Free and special price claims

Are there special rules for describing something as free or a free trial or for special price or savings claims?

The use of the words such as ‘free’ and ‘free trial’ or other expressions with the same meaning on marketing campaigns shall be permitted only when there is no actual cost to the consumer concerning the promised free item.

In campaigns involving the payment of expenses to be paid by the consumer, such as postal charges, freight, delivery charges, database consumption, or taxes, it is necessary to specify to the consumer, in a prominent way, all the expenses involved, so that the consumer easily understands the scope and limitations of the announced benefit.

In addition, regarding special price or saving claims, is important to highlight that is very common in Brazil to sale products in installments with or without interest. In these sort of transactions, the advertiser must inform the consumers of the original price, the quantity of installments and the final price. If applicable, it is also necessary to inform the interest, bank fees, expenses (total effective cost), as well as the original price and the final price to be paid by the consumer on the transaction.

New and improved

Are there special rules for claiming a product is new or improved?

There is no specific rule for claiming a product is new or improved.
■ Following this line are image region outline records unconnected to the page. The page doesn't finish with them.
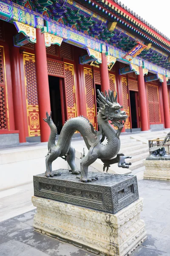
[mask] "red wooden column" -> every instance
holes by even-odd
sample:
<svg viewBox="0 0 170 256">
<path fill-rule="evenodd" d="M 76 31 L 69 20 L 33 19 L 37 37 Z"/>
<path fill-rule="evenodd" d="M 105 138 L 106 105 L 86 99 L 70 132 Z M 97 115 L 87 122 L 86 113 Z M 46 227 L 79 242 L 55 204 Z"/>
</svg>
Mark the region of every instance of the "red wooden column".
<svg viewBox="0 0 170 256">
<path fill-rule="evenodd" d="M 19 131 L 20 142 L 21 143 L 26 142 L 26 139 L 22 98 L 23 89 L 20 73 L 19 48 L 11 45 L 10 53 L 15 128 L 15 130 Z"/>
<path fill-rule="evenodd" d="M 116 61 L 115 64 L 116 71 L 116 89 L 117 92 L 118 102 L 121 106 L 123 106 L 123 90 L 122 85 L 121 76 L 119 75 L 119 62 Z M 122 130 L 121 132 L 125 132 L 125 126 Z"/>
<path fill-rule="evenodd" d="M 76 104 L 78 115 L 87 116 L 87 101 L 85 94 L 84 66 L 79 64 L 81 48 L 74 47 L 74 60 L 76 63 L 76 93 L 77 95 Z"/>
<path fill-rule="evenodd" d="M 138 81 L 141 131 L 148 131 L 148 122 L 145 86 L 142 67 L 139 67 L 139 75 L 138 76 Z"/>
<path fill-rule="evenodd" d="M 101 91 L 105 92 L 105 90 L 106 90 L 108 93 L 108 90 L 110 90 L 109 72 L 106 56 L 104 52 L 102 53 L 102 61 L 100 64 Z"/>
<path fill-rule="evenodd" d="M 50 129 L 43 120 L 46 117 L 46 112 L 51 111 L 47 56 L 44 35 L 40 29 L 36 29 L 37 43 L 34 44 L 37 83 L 41 142 L 48 140 Z"/>
<path fill-rule="evenodd" d="M 170 116 L 167 83 L 164 76 L 164 81 L 162 83 L 162 91 L 165 128 L 170 128 Z"/>
</svg>

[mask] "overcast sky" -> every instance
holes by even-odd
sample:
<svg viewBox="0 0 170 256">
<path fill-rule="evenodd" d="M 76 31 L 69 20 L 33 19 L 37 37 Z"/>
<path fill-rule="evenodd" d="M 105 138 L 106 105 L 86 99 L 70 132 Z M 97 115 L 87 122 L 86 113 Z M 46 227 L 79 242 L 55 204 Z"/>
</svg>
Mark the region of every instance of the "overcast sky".
<svg viewBox="0 0 170 256">
<path fill-rule="evenodd" d="M 170 38 L 170 0 L 120 0 Z"/>
</svg>

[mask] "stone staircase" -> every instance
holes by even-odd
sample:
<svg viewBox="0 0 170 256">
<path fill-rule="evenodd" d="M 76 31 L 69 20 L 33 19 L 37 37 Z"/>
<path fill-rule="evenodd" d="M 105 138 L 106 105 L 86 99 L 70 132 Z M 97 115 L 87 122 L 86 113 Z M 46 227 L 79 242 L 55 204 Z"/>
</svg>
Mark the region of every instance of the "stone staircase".
<svg viewBox="0 0 170 256">
<path fill-rule="evenodd" d="M 132 157 L 130 160 L 132 165 L 129 168 L 132 171 L 132 174 L 136 175 L 139 179 L 143 178 L 143 172 L 145 169 L 143 161 L 149 154 L 148 140 L 165 136 L 169 131 L 170 129 L 164 129 L 162 131 L 139 133 L 130 136 L 133 142 L 130 142 L 130 141 L 127 140 L 127 141 L 129 142 L 130 145 L 131 145 L 131 148 L 128 147 L 127 151 Z M 127 148 L 125 148 L 124 152 L 126 153 L 126 154 Z"/>
</svg>

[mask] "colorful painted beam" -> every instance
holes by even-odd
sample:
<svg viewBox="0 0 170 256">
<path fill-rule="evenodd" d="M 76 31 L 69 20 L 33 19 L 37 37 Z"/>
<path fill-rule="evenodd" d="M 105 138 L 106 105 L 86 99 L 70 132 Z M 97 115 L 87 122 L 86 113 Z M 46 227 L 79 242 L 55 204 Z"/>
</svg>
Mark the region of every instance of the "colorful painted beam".
<svg viewBox="0 0 170 256">
<path fill-rule="evenodd" d="M 19 7 L 22 7 L 17 5 Z M 14 21 L 17 21 L 36 27 L 34 15 L 2 1 L 0 1 L 0 19 L 8 22 L 13 23 Z"/>
<path fill-rule="evenodd" d="M 92 61 L 95 61 L 96 59 L 92 56 L 89 56 L 88 55 L 81 56 L 79 57 L 79 63 L 82 65 L 88 64 Z"/>
<path fill-rule="evenodd" d="M 129 67 L 119 69 L 120 75 L 125 75 L 132 72 L 135 72 L 136 75 L 139 75 L 139 67 L 136 65 L 130 64 Z"/>
<path fill-rule="evenodd" d="M 123 58 L 129 61 L 131 61 L 132 59 L 139 55 L 147 47 L 147 46 L 139 42 L 137 42 L 137 43 L 138 44 L 126 53 Z"/>
<path fill-rule="evenodd" d="M 22 33 L 29 40 L 29 42 L 34 44 L 36 42 L 36 29 L 17 21 L 14 21 L 14 23 L 18 32 Z"/>
<path fill-rule="evenodd" d="M 60 46 L 63 40 L 62 38 L 51 35 L 49 33 L 44 33 L 44 38 L 46 47 L 49 47 L 51 44 L 57 44 Z"/>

Notwithstanding this, the claim should always respect all the requirements and obligations provided by the law and regulations so as not to constitute a misleading or abusive advertisement, especially if there is any relevant difference between the old and the new product that the consumer must be informed of.

Claims of origin

Are there special rules for claiming where a product is made (such as country of origin)?

There are no special rules to inform in the advertising material the country of origin or where a product is made. The country of origin must be informed on the owner manual and in the labels applied on the product, as established by specific law and regulation.

Prohibited and controlled advertising

Prohibited products and services

What products and services may not be advertised?

There are unique categories of advertisements based on their economic or social importance or public or societal repercussions, and certain categories of advertisements that are subject to special care and specific rules, for instance:

  • alcoholic beverages;
  • education: courses and teaching;
  • real property: sale and lease;
  • investments: loans and securities market;
  • food: soft drinks, juice and similar beverages;
  • over-the-counter (OTC) pharmaceutical products;
  • tobacco products;
  • firearms; and
  • children’s advertising.

In this sense, Brazilian law and regulations allow the advertising of any products and services, except illicit products and services, as well as gambling (see question 30).

Prohibited advertising methods

Are certain advertising methods prohibited?

Yes. Subliminal advertising and ambush marketing are prohibited.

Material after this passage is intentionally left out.